HEY CHERRY BLOSSOM, WHAT’S YOUR PROBLEM? In 1970, Japanese robotics professor Masahiro Mori came up with the hypothesis of The Uncanny Valley. He proposed that as robotics developed to create more and more humanlike robots, even to the point of constructing humanlike imperfections on the robot, the more likely that people would perceive the robots as eerie. He even created a formula for calculating the point for calculating the creepiness of the uncanny valley. Since 1970, robotic technology has only increased the number of robots. But today, we’re not so concerned with a Twilight Zone episode of an automaton impersonating or even replacing our physical bodies. Instead, the “robots” we fear today are body-less, for the most part.  These days, it’s eerie to see what artificial intelligence can write. It’s eerie to hear A.I. impersonating celebrities or even hearing music created in the likeness of a famous artist. Sometimes these impersonations are so realistic, we are fooled by the delivery. But mostly, we’re left with a sinking feeling about the likelihood that we may all be replaced by computers that can create content. 

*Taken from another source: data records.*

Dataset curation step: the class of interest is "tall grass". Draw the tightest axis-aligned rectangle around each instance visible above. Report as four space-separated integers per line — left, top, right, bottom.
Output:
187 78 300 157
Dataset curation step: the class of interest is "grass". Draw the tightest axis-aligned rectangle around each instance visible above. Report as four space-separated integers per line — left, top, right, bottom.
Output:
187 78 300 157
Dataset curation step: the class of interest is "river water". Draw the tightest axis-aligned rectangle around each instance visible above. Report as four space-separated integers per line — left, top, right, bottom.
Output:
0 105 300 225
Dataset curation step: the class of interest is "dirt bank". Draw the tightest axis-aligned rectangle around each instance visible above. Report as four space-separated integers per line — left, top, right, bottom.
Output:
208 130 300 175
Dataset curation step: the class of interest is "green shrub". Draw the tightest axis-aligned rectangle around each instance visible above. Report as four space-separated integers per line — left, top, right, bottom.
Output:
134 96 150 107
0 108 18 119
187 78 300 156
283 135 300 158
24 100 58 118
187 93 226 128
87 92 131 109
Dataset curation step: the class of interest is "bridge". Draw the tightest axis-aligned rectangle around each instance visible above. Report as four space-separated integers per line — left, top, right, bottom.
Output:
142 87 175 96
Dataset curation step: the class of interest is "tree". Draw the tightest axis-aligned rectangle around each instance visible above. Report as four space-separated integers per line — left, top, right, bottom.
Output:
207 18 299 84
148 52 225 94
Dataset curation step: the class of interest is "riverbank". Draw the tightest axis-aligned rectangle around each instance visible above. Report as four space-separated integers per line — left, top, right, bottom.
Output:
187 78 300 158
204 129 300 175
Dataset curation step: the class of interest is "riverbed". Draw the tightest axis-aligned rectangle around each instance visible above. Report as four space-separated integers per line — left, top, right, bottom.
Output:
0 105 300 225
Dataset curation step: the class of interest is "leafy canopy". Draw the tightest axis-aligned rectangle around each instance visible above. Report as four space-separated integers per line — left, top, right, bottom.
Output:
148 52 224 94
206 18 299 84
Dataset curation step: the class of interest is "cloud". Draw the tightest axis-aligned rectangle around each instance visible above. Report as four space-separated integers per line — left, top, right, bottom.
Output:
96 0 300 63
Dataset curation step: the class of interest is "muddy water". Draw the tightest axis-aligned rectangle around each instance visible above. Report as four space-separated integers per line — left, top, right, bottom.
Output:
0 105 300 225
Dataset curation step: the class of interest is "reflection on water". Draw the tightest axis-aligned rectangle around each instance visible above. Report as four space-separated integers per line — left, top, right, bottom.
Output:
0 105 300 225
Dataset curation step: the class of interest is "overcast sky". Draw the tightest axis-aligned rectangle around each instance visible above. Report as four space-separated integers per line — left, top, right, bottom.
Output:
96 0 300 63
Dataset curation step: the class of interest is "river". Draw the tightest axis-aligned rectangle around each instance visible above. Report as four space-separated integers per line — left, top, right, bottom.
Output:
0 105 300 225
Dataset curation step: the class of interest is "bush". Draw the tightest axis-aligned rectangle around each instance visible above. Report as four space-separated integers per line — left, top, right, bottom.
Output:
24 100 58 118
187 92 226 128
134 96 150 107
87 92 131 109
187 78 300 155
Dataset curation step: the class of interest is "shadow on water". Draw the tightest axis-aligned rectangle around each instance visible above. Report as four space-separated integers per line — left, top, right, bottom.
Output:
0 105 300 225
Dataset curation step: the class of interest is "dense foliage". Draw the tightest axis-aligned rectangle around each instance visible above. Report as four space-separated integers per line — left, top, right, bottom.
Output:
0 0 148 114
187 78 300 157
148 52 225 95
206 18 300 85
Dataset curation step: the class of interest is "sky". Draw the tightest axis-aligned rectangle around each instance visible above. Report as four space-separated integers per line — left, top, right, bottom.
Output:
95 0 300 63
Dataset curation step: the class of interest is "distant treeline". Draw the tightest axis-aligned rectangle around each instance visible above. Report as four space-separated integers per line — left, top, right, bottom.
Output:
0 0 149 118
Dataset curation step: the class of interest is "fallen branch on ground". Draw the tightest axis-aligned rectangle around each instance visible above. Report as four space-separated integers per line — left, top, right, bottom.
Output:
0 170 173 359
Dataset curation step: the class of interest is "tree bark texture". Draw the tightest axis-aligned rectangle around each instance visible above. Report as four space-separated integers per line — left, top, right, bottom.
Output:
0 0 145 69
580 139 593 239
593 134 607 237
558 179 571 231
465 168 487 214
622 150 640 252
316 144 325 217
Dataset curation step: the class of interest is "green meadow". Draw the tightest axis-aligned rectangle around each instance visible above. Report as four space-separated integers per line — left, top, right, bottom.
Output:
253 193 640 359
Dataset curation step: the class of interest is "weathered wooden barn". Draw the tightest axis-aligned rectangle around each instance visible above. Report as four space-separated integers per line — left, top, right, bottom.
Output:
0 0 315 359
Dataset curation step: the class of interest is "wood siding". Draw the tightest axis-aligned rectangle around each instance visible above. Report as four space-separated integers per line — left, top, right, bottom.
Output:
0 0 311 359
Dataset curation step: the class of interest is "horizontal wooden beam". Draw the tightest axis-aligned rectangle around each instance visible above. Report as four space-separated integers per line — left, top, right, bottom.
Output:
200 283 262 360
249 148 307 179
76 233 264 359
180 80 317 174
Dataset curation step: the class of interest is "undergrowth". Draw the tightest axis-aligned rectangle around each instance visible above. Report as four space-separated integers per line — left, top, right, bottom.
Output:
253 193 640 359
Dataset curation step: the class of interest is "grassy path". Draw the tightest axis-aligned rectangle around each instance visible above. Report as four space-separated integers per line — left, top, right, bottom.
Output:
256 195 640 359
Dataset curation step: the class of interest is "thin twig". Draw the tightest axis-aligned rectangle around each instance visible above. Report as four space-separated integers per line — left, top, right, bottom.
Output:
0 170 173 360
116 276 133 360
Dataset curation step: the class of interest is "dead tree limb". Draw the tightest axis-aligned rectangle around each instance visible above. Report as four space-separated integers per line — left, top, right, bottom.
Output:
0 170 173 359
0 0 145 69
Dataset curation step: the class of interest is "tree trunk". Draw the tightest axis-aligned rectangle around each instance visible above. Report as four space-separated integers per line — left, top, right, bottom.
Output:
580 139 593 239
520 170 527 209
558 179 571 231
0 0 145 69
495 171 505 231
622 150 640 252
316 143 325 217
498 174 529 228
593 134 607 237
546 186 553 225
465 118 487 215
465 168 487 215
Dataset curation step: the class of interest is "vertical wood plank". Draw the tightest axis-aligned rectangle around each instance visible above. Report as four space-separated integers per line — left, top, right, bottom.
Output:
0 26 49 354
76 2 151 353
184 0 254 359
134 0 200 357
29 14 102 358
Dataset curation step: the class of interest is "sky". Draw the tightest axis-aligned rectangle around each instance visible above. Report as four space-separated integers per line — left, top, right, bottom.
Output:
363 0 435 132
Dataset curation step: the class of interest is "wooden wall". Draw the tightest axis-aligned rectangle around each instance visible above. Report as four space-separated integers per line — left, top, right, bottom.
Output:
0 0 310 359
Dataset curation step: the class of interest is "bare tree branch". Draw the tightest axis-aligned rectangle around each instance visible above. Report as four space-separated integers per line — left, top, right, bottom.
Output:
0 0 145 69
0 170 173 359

I DON’T WANT YOUR LEATHER JACKET.  COIN creates a concept album about a robot learning how to love on their latest record, Uncanny Valley. The lead single, “Chapstick,” the band talked about being inspired by a 2017 documentary called AlphaGo about Google’s successful attempt to create Artificial Intelligence to dominate the game of Go--a game similar to chess, only most popular in East Asia. The music and the lyrics of the song feel like they have been developed by A.I. Not in the way that anyone can type into ChatGPT with a prompt: “Write a song about … .” Instead, it feels like earlier iterations of the program. The lines make analogies and create metaphors that don’t land. “I wanna taste your chapstick” feels creepy, but it also seems like it’s almost a line from a pop song--it probably is. But when the surrounding words make little sense, the line is especially uncanny. Today’s song is actually not creepy at all. The robot voice in music has been around since the ‘80s. Nonsense lyrics have been around since a two-year-old started babbling along to his dad’s record collection, singing what he thought he heard. But the implication of what’s to come in art should give us all an uncanny feeling.